Mar 18, 2008 18:06 GMT  ·  By

It seems simple: XX sex chromosomes make a female, XY sex chromosomes make a male. But sex is an evolutionary achievement which did not appear just like that.

A new research published in the journal "PLoS" points to the great similarities between the DNA sequences that determine the sex of plants and animals and the DNA that encodes the mating types in certain fungi (fungi do not have differentiated sexes, but mating types). Fungi investigation could explain the evolutionary development of sex chromosomes. Most plant and animal individuals have differentiated sexes: some produce tiny sex cells, called sperms (these ones are males) or a few large ones, eggs (in the case of females).

Fungi form the third eukaryote (DNA wrapped in a nucleus) kingdom, but they have the simpler system of mating types, characterized by variants of a few specific genes.

Sex in plants and animals has various determinations.

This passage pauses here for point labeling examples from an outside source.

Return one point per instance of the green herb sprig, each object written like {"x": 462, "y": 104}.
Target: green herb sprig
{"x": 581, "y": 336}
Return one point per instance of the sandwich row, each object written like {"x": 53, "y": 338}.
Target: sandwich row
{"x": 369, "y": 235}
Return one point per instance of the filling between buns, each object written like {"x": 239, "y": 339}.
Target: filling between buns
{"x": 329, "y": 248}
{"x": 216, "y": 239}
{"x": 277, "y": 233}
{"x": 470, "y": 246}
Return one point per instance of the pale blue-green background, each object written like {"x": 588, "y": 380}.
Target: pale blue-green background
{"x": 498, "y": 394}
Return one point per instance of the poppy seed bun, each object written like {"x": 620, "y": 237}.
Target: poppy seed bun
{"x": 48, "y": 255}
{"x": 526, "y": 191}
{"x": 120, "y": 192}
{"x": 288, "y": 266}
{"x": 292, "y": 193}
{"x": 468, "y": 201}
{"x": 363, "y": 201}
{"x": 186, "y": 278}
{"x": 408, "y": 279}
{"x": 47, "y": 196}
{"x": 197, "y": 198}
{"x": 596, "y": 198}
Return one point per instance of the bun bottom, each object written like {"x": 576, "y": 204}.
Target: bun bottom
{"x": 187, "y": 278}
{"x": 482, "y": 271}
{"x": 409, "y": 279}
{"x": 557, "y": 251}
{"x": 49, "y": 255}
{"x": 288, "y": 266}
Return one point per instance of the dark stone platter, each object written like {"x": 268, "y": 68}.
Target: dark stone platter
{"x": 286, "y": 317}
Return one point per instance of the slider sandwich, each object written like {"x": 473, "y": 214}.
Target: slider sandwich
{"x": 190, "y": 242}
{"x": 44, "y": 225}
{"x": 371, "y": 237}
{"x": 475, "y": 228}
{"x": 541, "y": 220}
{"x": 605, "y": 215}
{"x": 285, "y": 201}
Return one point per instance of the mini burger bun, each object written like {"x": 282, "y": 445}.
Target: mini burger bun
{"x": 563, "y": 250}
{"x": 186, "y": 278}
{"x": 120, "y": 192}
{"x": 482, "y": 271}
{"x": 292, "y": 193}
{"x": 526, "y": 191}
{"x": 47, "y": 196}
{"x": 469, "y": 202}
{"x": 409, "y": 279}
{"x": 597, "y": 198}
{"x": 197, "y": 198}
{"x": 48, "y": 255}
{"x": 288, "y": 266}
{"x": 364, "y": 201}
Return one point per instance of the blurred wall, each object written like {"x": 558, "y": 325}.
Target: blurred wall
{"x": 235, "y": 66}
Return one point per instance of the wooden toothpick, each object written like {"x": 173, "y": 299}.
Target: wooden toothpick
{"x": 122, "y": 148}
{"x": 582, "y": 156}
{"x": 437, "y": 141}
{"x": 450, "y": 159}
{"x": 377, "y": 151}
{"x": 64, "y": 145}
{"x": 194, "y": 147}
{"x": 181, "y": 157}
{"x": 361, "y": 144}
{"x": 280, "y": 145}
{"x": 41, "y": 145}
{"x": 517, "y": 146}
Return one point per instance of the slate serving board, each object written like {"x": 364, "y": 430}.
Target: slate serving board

In humans, mammals, birds and insects, there are sex chromosomes. Fish and amphibians have sex genes. But the plant and animal sex differentiation must have emerged from the more primitive system of mating types, and this occurred several times independently of each other throughout the evolution of life.

The shift could have occurred with the inhibition of a stage in the DNA copying, which produced two separate chromosomes. These chromosomes evolved further over the geological eras.

"In humans (lineage), sex chromosomes are believed to have developed over the last 300 million years from a common 'proto-sex chromosome'," said lead researcher Hanna Johannesson of the Swedish Uppsala University.

The new research revealed that despite the lack of sexes in fungi, the genome portions responsible for sexual development in plants and animals and the DNA parts involved in determining the mating types in certain fungi are very similar. Such similarities were advanced in spore sac fungus (Neurospora tetrasperma).

"It's hard to study the evolution of sex chromosomes, partly because so many different and important sex-specific characters are tied to them. But much of this can be avoided if we use simpler systems, like fungi, as models," wrote the authors.